Turner-Kieser syndrome (also known as hereditary arthroosteoonychodysplasia, hereditary onychoarthrosis, or hereditary onychoarthroosteodysplasia) is a rare genetic disorder characterized by congenital defects of the nails and bones.
This disease was first described by the American physician Joseph W. Turner and the German physician Wilhelm Kieser in 1938, after whom the syndrome was named.
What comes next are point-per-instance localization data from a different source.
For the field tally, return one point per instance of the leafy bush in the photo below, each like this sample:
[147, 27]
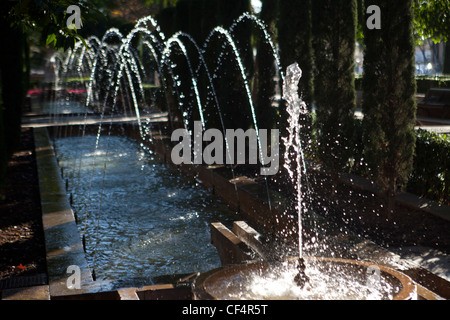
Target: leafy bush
[431, 172]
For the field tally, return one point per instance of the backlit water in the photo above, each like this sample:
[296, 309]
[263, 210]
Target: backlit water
[140, 217]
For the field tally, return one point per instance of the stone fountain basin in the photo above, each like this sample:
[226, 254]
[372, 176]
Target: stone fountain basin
[230, 283]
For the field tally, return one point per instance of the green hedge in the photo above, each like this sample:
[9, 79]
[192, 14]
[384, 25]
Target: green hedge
[431, 173]
[423, 83]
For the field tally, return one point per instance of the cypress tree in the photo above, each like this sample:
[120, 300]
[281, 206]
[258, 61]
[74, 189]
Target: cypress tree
[388, 100]
[334, 39]
[446, 67]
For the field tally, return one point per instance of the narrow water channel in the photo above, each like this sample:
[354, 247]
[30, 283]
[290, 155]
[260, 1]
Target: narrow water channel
[139, 217]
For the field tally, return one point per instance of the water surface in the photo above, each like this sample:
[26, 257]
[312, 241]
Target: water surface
[140, 218]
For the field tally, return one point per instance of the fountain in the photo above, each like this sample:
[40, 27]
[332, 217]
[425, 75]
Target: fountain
[303, 278]
[118, 80]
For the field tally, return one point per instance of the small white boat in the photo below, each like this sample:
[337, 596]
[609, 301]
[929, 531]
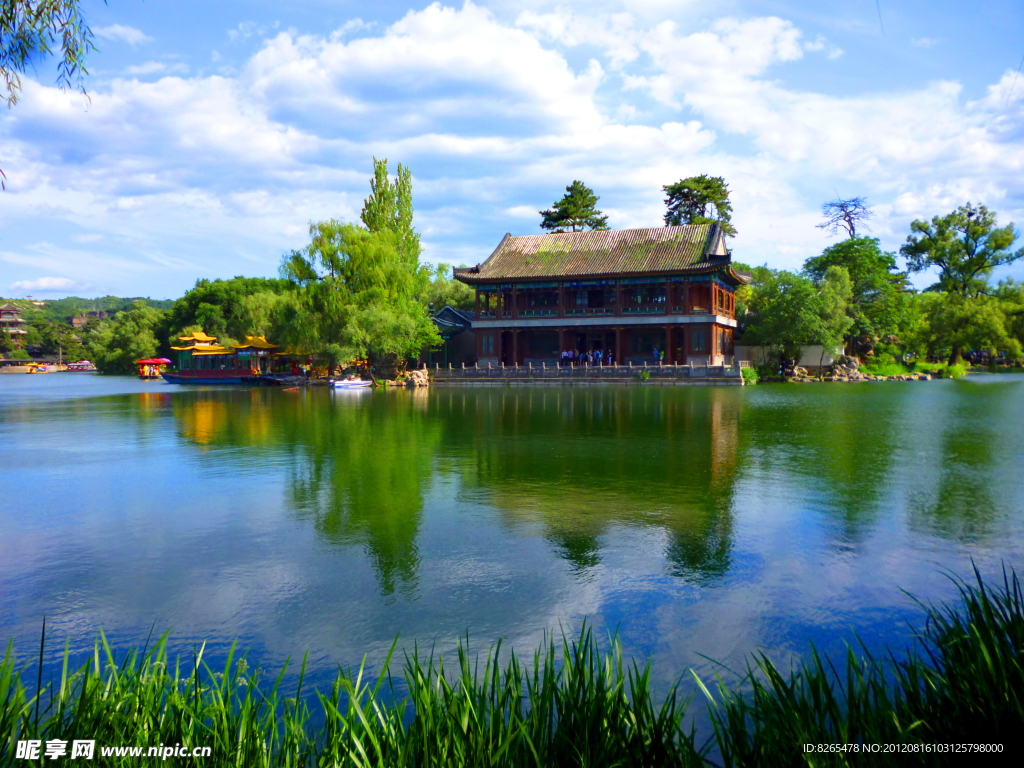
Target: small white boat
[350, 384]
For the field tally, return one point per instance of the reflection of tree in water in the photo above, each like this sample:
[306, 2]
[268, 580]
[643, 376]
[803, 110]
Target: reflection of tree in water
[972, 442]
[356, 468]
[580, 461]
[841, 438]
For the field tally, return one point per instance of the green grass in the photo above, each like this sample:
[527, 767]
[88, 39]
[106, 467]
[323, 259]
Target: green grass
[572, 705]
[890, 368]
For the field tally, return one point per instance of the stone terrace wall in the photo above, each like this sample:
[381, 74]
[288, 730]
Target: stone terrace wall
[497, 374]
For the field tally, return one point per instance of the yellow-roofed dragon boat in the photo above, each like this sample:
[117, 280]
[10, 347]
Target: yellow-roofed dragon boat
[203, 360]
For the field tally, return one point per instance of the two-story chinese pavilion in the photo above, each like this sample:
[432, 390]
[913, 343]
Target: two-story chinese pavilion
[629, 292]
[12, 324]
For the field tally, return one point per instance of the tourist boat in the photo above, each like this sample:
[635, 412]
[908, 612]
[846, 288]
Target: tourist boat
[350, 384]
[203, 360]
[152, 368]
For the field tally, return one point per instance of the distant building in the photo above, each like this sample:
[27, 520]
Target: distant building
[12, 324]
[629, 292]
[79, 321]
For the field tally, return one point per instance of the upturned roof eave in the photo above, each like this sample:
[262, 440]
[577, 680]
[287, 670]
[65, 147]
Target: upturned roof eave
[474, 279]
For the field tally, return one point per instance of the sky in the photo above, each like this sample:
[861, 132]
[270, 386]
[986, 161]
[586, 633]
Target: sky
[215, 131]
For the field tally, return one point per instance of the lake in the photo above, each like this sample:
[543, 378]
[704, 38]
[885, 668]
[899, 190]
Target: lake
[695, 521]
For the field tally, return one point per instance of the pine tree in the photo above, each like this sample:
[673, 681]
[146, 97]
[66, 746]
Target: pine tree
[576, 212]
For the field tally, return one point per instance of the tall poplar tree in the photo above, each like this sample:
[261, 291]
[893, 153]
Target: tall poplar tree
[389, 208]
The main symptoms of Turner-Kieser syndrome:
- Deformations and underdevelopment of fingernails and toenails
- Osteoporosis and other bone development defects
- Short height
- Deformities of the feet and other joints
The cause of the disease is mutations in the ROR2 and FAM20C genes, which play an important role in the normal development of the skeleton and nails. Turner-Kieser syndrome is inherited in an autosomal recessive manner.
Diagnosis is based on the clinical picture and gene analysis. Treatment is mainly symptomatic and aimed at correcting bone and joint deformities. The prognosis for life is favorable, but disability is possible due to severe skeletal abnormalities.
Familial Turner-Kieser syndrome is a rare hereditary disease in which the patient develops various dysfunctions of the musculoskeletal system. The main symptoms are arthrosis, ankylosis and onychohypertrophy on the toes. In this article we will look at what Turner-Kieser syndrome is, how to treat it, and what consequences this disease can cause.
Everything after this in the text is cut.